Los dos pequeños dinosaurios (3)
Los pequeños fueron enviados a unos pasos de ella. Entonces, con un gesto de fastidio, Zhang Yuanjia le dijo con orgullo a su amiguito: «Xiao Yi, te invito a unas galletas».
Luego, se dirigió sigilosamente hacia el refrigerador.
Este era el refrigerador que el casero les había preparado. Medía medio metro de alto y tenía un solo compartimento. Yan Shuyu solía guardar helado o algún que otro tentempié. El compartimento era del tamaño de un refrigerador normal, suficiente para ellos, ya que no cocinaban en casa. Y lo más importante, no era muy alto, así que Zhang Yuanjia podía acceder a casi todo sin la ayuda de Yan Shuyu.
Las galletas a las que se refería eran galletas con nueces hechas por un pastelero de Casa del Sol. Desde que Yan Shuyu se unió a Casa del Sol, el local se había vuelto cada vez más conocido. Ahora que habían pasado unos meses, había pasado de ser una «pequeña cafetería viral» a una «cafetería viral» en toda regla. Tenían un flujo constante de clientes a diario.
Se rumoreaba que muchos visitantes de fuera de la ciudad buscarían específicamente ese lugar. La cafetería tenía dos pisos y el local era lo suficientemente grande. No sería necesario ampliarla. Sin embargo, el gerente Yang había contratado más personal para atender el aumento de clientes. Incluso contrató a un pastelero a finales del mes pasado por una suma considerable.
Como cafetería, los pasteles y otros dulces eran imprescindibles. No eran baratos, pero cuando se pedían a terceros, simplemente tenían un sabor aceptable. Nada del otro mundo. Con la llegada del nuevo pastelero, pudieron ofrecer nuevos productos cada pocos días, además de su menú habitual. Sus ingresos por la venta de dulces también aumentaron considerablemente.
Ese no era el punto principal. Lo importante era que la joven pastelera era una mujer soltera de unos treinta años. Se decía que llevaba más de diez años en el sector. El gerente Yang solo pudo contratarla gracias a la recomendación de una amiga. En cuanto empezó a trabajar allí, congenió enseguida con Zhang Yuanjia y se enamoró de él. Las mujeres solteras como ella no tenían ninguna resistencia hacia chicos como Zhang Yuanjia, con su rostro pulcro y atractivo y su personalidad de principito.
La pastelera Han- jie demostraba su cariño por Zhang Yuanjia preparándole deliciosos pasteles de vez en cuando. Le hacía galletas personalizadas con forma de conejito, galletas de nueces, etc., con diseños e ingredientes únicos. Por eso, Zhang Yuanjia se jactaba con orgullo de haberle regalado sus galletas a Zhou Yi.
Aunque Zhang Yuanjia disfrutaba mucho de las galletas que le horneaba la tía Han, también seguía al pie de la letra la regla de su madre de no comer más de dos al día. Si comía más, le saldrían caries, según le decía su madre.
Era un niño pequeño con un gran autocontrol. Cumplía su palabra y nunca intentaba comer más de lo permitido. Eso significaba que Yan Shuyu no tenía de qué preocuparse. Zhang Yuanjia los guardaba donde quería y los comía cuando le apetecía.

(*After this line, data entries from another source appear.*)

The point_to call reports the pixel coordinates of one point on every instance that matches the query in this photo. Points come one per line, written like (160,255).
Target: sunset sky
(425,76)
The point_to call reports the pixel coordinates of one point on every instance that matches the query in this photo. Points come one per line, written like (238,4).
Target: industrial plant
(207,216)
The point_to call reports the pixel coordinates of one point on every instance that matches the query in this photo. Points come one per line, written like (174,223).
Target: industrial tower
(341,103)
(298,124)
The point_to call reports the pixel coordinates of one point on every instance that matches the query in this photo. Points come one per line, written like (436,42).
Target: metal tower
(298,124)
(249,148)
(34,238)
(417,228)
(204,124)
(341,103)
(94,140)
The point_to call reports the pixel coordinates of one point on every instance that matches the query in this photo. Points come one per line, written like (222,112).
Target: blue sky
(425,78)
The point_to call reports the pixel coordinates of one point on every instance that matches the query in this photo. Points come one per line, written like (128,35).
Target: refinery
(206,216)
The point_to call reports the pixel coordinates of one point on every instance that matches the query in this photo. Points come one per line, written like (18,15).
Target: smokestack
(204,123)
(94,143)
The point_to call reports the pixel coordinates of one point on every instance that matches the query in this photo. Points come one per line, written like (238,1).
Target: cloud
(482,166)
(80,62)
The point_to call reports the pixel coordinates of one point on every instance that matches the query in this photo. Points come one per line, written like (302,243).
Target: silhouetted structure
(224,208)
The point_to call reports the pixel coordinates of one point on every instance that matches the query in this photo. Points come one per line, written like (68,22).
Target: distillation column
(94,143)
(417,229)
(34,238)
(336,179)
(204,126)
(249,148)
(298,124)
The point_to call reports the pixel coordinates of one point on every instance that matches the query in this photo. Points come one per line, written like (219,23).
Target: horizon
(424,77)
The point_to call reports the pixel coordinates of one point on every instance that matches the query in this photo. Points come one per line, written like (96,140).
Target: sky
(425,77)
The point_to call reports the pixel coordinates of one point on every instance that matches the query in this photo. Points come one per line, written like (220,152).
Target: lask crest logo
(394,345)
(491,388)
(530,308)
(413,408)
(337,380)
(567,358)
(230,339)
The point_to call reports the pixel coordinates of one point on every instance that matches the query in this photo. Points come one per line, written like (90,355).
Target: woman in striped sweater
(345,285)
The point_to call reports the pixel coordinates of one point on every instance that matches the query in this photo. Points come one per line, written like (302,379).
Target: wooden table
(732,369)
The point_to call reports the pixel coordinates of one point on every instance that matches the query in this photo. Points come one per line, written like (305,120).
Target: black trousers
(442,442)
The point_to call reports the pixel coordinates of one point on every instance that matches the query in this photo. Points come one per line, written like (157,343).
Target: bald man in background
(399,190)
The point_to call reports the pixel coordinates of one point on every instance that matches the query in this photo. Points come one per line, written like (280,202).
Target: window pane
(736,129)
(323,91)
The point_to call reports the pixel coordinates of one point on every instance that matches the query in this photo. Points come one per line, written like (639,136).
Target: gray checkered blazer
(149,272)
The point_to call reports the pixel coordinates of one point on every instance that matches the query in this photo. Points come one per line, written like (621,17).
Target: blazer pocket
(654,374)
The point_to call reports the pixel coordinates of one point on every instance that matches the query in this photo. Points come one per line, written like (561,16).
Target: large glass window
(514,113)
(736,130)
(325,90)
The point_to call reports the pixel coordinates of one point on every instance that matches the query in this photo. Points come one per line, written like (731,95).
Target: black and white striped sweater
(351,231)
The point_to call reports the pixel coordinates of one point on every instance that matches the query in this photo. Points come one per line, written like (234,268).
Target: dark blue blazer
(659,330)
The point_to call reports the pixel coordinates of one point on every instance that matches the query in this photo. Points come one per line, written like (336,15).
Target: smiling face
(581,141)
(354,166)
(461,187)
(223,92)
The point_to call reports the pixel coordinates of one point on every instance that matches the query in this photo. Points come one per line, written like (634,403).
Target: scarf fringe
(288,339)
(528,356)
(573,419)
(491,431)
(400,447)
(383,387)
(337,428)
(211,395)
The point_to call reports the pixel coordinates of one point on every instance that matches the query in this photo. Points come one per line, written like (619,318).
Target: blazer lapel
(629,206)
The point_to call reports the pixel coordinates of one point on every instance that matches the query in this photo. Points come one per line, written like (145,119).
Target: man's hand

Naturalmente, prefería dejarlos en el estante inferior del refrigerador, donde podía alcanzarlos fácilmente.
Tras sacar la adorable caja de galletas, el pequeño Zhang Yuanbao compartió sus galletas con su amiguito con mucho cariño.
«Dos para ti y dos para mí».
Por si su amiguito pensaba que era tacaño, añadió: «Mamá dijo que comer demasiado nos daría caries. Eso significa que se nos meterían bichos en los dientes y es muy doloroso».

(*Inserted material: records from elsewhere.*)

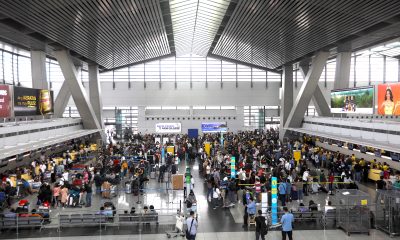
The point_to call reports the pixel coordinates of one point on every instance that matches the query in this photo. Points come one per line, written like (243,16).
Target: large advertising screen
(5,101)
(29,102)
(354,100)
(214,127)
(389,99)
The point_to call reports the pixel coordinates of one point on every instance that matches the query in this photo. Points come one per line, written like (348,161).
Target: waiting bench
(85,219)
(21,222)
(307,216)
(128,219)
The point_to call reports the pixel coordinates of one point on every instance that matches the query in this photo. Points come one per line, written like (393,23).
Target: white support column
(63,97)
(306,91)
(95,93)
(62,100)
(320,103)
(343,64)
(77,91)
(287,94)
(38,68)
(142,125)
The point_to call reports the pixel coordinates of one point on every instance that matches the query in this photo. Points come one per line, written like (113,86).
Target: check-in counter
(374,174)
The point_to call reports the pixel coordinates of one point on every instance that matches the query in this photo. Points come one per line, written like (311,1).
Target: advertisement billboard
(389,99)
(168,128)
(45,102)
(25,101)
(30,102)
(354,100)
(214,127)
(5,101)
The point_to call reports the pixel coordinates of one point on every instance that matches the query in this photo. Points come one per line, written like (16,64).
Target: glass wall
(189,68)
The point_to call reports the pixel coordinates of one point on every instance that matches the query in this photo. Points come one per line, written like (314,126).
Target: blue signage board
(274,200)
(214,127)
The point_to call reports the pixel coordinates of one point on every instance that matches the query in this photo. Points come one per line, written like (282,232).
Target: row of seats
(21,222)
(69,220)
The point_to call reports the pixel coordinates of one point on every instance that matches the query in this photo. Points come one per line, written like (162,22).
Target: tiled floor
(215,224)
(273,235)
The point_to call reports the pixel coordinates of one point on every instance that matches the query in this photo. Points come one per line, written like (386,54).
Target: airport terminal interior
(200,119)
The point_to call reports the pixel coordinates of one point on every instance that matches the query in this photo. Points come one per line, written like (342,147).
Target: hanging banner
(214,127)
(207,148)
(5,101)
(168,128)
(274,200)
(233,167)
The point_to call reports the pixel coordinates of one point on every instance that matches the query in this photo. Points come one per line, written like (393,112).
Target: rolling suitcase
(128,187)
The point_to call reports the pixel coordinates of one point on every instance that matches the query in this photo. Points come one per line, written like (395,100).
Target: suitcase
(113,190)
(294,195)
(128,187)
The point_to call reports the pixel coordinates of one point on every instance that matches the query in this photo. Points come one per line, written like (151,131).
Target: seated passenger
(302,208)
(251,207)
(329,207)
(105,212)
(312,206)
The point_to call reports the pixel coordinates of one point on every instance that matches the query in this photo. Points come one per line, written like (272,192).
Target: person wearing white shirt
(191,226)
(65,176)
(306,174)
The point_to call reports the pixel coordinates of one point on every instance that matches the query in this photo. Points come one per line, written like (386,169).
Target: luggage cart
(180,219)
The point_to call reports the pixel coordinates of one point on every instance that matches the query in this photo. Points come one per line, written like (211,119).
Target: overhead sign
(5,101)
(214,127)
(353,100)
(168,128)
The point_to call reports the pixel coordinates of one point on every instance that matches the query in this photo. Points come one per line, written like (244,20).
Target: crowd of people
(258,156)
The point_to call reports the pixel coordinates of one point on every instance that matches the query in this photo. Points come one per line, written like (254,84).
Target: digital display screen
(389,99)
(5,101)
(30,102)
(354,100)
(214,127)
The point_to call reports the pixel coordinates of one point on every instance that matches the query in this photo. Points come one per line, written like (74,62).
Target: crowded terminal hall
(207,119)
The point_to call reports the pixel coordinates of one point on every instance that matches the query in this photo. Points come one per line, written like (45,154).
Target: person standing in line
(192,226)
(287,220)
(261,226)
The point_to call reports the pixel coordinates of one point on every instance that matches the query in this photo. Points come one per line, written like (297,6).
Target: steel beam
(342,71)
(38,67)
(95,93)
(320,104)
(306,91)
(77,91)
(287,93)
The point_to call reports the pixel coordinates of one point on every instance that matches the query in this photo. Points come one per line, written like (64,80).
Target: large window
(189,68)
(15,66)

El pequeño lo gesticuló con las manos mientras hablaba: «Ese tipo de bichos largos y oscuros…»
Zhou Yi se estremeció al escuchar su descripción, y casi ni siquiera quiso probar las galletas. Zhang Yuanjia, que se había esforzado demasiado, le dio una palmadita en el hombro y lo consoló: «No pasa nada si no comemos más de dos al día».
Entonces, expuso los planes como un adulto.
“Tenemos dos esta noche y dos mañana por la mañana. Eso serían cuatro, ¿verdad?”